September 10, 2006

How Much Data Does Google Store?

In case you were wondering how much information Google stores, the paper about BigTable I was talking about last week gives some interesting insights.

Google search crawler uses 850 TB of information (1 TB = 1024 GB), so that's the amount of raw data from the web. Google Analytics uses 220 TB stored in two tables: 200 TB for the raw data and 20 TB for the summaries.

Google Earth uses 70.5 TB: 70 TB for the raw imagery and 500 GB for the index data. The second table "is relatively small (˜500 GB), but it must serve tens of thousands of queries per second per datacenter with low latency".

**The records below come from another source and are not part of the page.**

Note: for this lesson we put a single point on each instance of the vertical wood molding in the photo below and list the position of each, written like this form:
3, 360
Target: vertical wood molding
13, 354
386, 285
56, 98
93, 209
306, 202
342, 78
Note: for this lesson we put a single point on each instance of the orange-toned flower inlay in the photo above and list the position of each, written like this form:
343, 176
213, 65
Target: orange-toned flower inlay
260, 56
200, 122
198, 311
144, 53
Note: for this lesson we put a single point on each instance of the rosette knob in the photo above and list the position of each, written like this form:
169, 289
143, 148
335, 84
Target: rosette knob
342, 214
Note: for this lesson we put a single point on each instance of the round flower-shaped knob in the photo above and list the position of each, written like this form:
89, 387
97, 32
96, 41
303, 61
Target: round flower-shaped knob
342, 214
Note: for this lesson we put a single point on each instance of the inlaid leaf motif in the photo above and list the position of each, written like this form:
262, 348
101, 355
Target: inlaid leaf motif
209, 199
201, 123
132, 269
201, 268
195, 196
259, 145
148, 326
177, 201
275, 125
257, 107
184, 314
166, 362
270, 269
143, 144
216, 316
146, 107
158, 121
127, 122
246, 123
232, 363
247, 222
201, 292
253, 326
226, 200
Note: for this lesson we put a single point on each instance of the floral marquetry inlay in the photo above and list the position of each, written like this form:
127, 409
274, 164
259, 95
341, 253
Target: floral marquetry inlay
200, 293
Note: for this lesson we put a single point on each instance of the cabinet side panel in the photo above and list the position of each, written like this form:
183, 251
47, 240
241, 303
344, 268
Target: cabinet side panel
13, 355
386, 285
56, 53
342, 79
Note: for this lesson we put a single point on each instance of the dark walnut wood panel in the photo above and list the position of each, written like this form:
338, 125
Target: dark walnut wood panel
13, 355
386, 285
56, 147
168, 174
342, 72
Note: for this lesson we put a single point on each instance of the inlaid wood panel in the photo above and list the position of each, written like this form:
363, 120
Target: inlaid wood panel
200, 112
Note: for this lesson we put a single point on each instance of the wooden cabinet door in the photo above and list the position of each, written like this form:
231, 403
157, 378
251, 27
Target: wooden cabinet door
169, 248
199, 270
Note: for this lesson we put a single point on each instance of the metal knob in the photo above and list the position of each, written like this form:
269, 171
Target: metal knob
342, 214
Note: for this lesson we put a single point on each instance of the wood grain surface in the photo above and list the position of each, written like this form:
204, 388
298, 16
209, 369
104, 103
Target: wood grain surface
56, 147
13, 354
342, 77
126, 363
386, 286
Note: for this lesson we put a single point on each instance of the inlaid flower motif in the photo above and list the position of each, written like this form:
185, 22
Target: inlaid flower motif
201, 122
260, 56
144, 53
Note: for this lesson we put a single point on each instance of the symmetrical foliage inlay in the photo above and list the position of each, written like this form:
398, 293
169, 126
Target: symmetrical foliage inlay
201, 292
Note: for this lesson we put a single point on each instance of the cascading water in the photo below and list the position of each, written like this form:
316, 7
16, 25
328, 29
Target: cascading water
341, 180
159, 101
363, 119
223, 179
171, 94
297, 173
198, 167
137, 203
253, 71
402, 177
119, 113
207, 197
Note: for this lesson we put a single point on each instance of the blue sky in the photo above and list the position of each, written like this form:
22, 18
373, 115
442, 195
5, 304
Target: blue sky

Personalized Search doesn't need too much data: only 4 TB. "Personalized Search stores each user's data in Bigtable. Each user has a unique userid and is assigned a row named by that userid. All user actions are stored in a table."

Google Base uses 2 TB and Orkut only 9 TB of data.

If we take into account that all this information is compressed (for example, the crawled data has compression rate of 11%, so 800 TB become 88 TB), Google uses for all the services mentioned before 220 TB. It's also interesting to note that the size of the raw imagery from Google Earth is almost equal to the size of the compressed web pages crawled by Google.

56 comments:

  1. Not a lot there, i could nearly fit that on my hard drive *sarcasim*

    How did you find this out?

    ReplyDelete
  2. What about Gmail, Blogger, Googlepages, Calendar, Writely etc etc etc.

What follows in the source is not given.